Gestaltung & Realisation: Thomas Pfeffer
Studiotechnik & Montage: Thomas Kohlwein
Produktion: Siegfried Horina
Mitwirkende Carl Michael Belcredi u.v.a.


Als Winnetou wieder reitete, Kung Fu wieder einmal seinen Feinden seine alles vernichtenden Schläge und Tritte verpaßte und der tapfere Kriminalinspektor vom "Polizeifunk" auf Mörderfang loszog, hatte der kleine Thomas sein Ohr am Radio. Aus seinen Kindheitserinnerungen an die recht trivialen, für ihn damals spannenden Hörspielserien aus den 50iger-, 60iger-und 70iger-Jahren entwickelte der Autor Thomas Pfeffer Idee und Konzept für seine Radio-Collage "Beugehaft für Rolf". Das "zerschnipselte" und gefilterte Tonmaterial der genannten und einiger anderer für diese Radio-Ära typischen Hörspielsendungen montierte Pfeffer zu einer radiophonen Komposition, die zum einen den damaligen Zeitgeist in Erinnerung ruft, zum anderen die unfreiwillige Komik, die durch den Pathos und die trivialisierenden, stereotypen dramaturgischen Effekte hervorgerufen wird, verstärkt zur Geltung bringt. In diesen Produktionen geht es in erster Linie um Exotik und Abenteuer im "Wilden Westen" oder im "Mord-Buben-Milieu": Die Autoren lassen dabei ihrem Drang zur "perversen Fantasie" (T.Pfeffer) freien Lauf: "Sie haben die Freiheit der Fantasie ad absurdum geführt, indem sie ihre Fantasie in konventionelle Moralvorstellungen gepreßt und damit abgekappt haben", sagt Thomas Pfeffer. Das "Perverse" an diesen Hörspielproduktionen und ihrer Gestaltung (Text und Sprachduktus, Geräusch-und Musikeinsatz) liegt seinem Empfinden nach vor allem an den darin erkennbaren Vermischungen von scheinbar Gegensätzlichem: Miefige, moralinsaure inhaltliche Ansprüche finden den Gipfelpunkt ihrer Erfüllung letztlich in Gewaltexzessen und anhaltenden Gewehrsalven. Mittels Samples und Schleifen gelingt es Thomas Pfeffer den Charakter der Trivialität und der Brutalität - aber auch des Komischen dieser "epochalen" Radio-Serien - zielgerecht zu fokussieren, zu akzentuieren und zu verstärken.

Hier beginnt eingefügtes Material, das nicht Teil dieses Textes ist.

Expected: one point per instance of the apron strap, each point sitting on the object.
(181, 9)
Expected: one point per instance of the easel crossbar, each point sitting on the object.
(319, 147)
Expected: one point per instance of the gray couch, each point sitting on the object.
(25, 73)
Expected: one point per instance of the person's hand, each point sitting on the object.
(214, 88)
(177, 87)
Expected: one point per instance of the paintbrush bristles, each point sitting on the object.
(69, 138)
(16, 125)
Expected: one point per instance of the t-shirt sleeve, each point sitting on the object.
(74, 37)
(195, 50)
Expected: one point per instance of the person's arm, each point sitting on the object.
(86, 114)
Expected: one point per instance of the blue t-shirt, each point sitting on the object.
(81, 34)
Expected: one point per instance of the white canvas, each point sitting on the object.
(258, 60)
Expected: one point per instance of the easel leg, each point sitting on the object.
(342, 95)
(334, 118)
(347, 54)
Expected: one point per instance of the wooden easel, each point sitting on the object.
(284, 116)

Thomas Pfeffer über seine Methodik: "Man könnte sagen, ich habe dieses Hörspielmaterial "in Beugehaft genommen", in dem ich es bearbeitet und karikiert habe, um es zu einem Geständnis zu zwingen."

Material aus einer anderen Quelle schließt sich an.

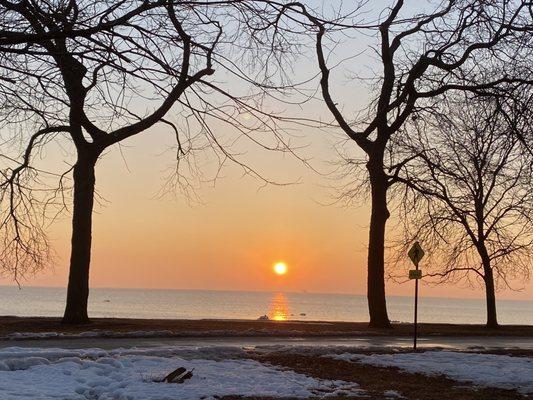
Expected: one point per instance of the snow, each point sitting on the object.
(129, 374)
(490, 370)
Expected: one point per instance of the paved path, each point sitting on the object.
(460, 343)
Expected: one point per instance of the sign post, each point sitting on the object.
(415, 254)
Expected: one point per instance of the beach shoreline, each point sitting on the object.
(21, 327)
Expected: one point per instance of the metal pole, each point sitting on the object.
(416, 311)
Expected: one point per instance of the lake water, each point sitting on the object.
(191, 304)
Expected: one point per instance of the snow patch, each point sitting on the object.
(130, 373)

Seine "Jugendsünden" - das regelmäßige Hören von Western-und Krimi-Serien im Radio verdammend, erreicht Thomas Pfeffer letztendlich sein Ziel. Ein ganzes Hörspiel-Genre samt Zeitgeist gesteht: seine falsche, weil verständnislose Liebe für Fremdes Exotisches, seine Seichtheit und Oberflächlichkeit, seine lächerlichen Klischeeß. Mit einem Wort: seine vom Massenpublikum seinerzeit geliebte, aber literarisch und medial recht fragwürdige Trivialität.